Purpose: To evaluate the presence of vascular damage in long-term childhood cancer survivors (CCS) and sibling controls, and to evaluate the association between vascular damage parameters and cancer treatment and influence of cardiovascular risk factors.

Patients And Methods: Vascular assessment was performed in 277 adult CCSs (median age at diagnosis, 9 years; range, 0 to 20 years; median current age, 28 years; range, 18 to 48 years) treated with potentially cardiovascular toxic anticancer treatment (ie, anthracyclines, platinum, and/or radiotherapy [RT]). Measurements included carotid- and femoral-wall intima-media thickness (IMT), flow-mediated vasodilatation of the brachial artery by ultrasound, assessment of endothelial and inflammatory marker proteins (including tissue-type plasminogen activator [t-PA], plasminogen activator inhibitor type 1 [PAI-I]), and cardiovascular risk factors. CCS assessments were compared with those of 130 sibling controls (median age, 26 years; range, 18 to 51 years).

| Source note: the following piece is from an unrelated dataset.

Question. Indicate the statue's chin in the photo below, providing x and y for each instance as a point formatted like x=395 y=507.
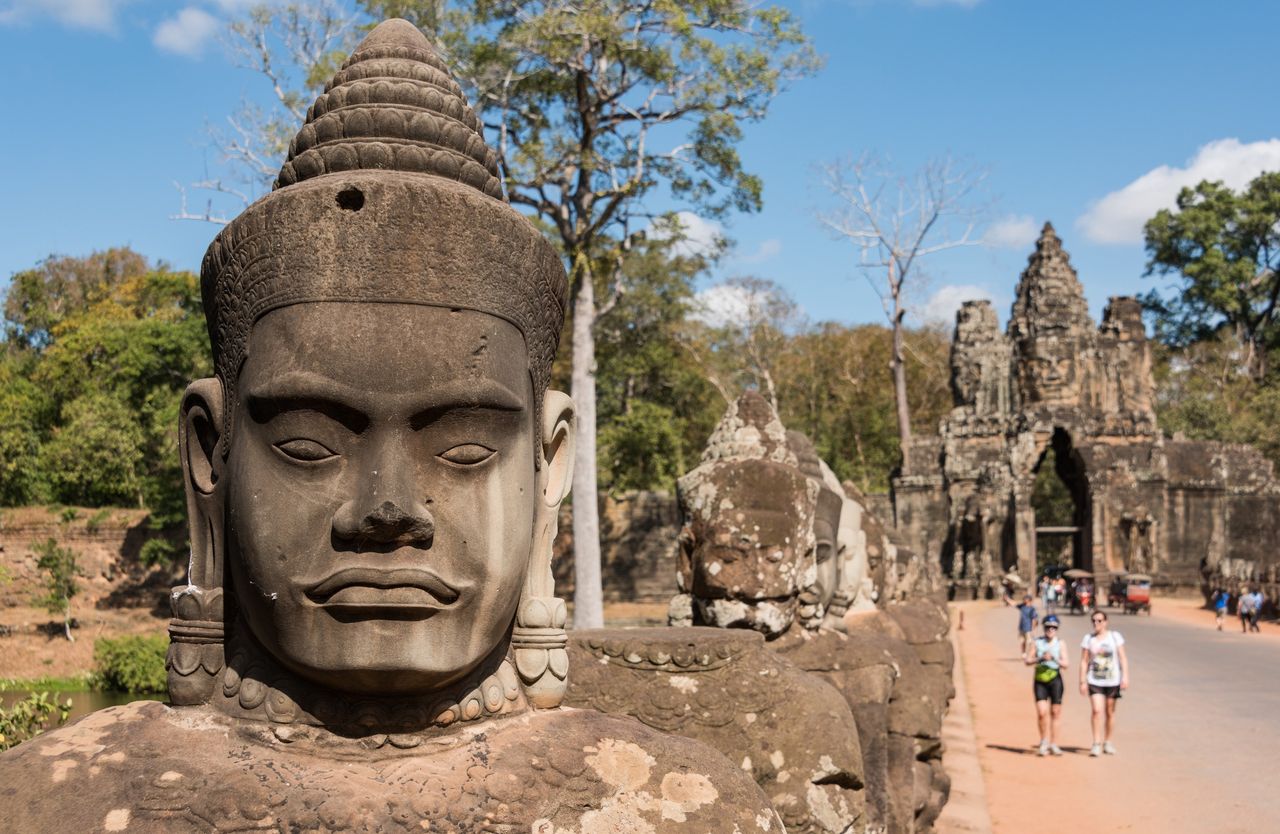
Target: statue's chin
x=768 y=617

Results: At a median of 18 years (range, 5 to 31 years) after treatment, carotid and femoral IMTs in CCSs were not different from those of controls. However, CCSs who received RT as part of their treatment regimen had increased carotid and femoral IMTs and higher t-PA and PAI-I levels, indicating vascular damage and persistent endothelial activation. Patients treated with RT to the neck or chest also had greater femoral IMT. Greater IMT was associated with presence of cardiovascular risk factors (eg, hypertension and overweight).

Conclusion: After potentially cardiovascular toxic anticancer treatment, CCSs who received RT showed signs of endothelial damage and an unfavorable cardiovascular risk profile compared with controls. CCSs treated with localized RT had increased IMT outside the primary irradiation field. These abnormalities are probably involved in the pathogenesis of cardiovascular morbidity in CCSs.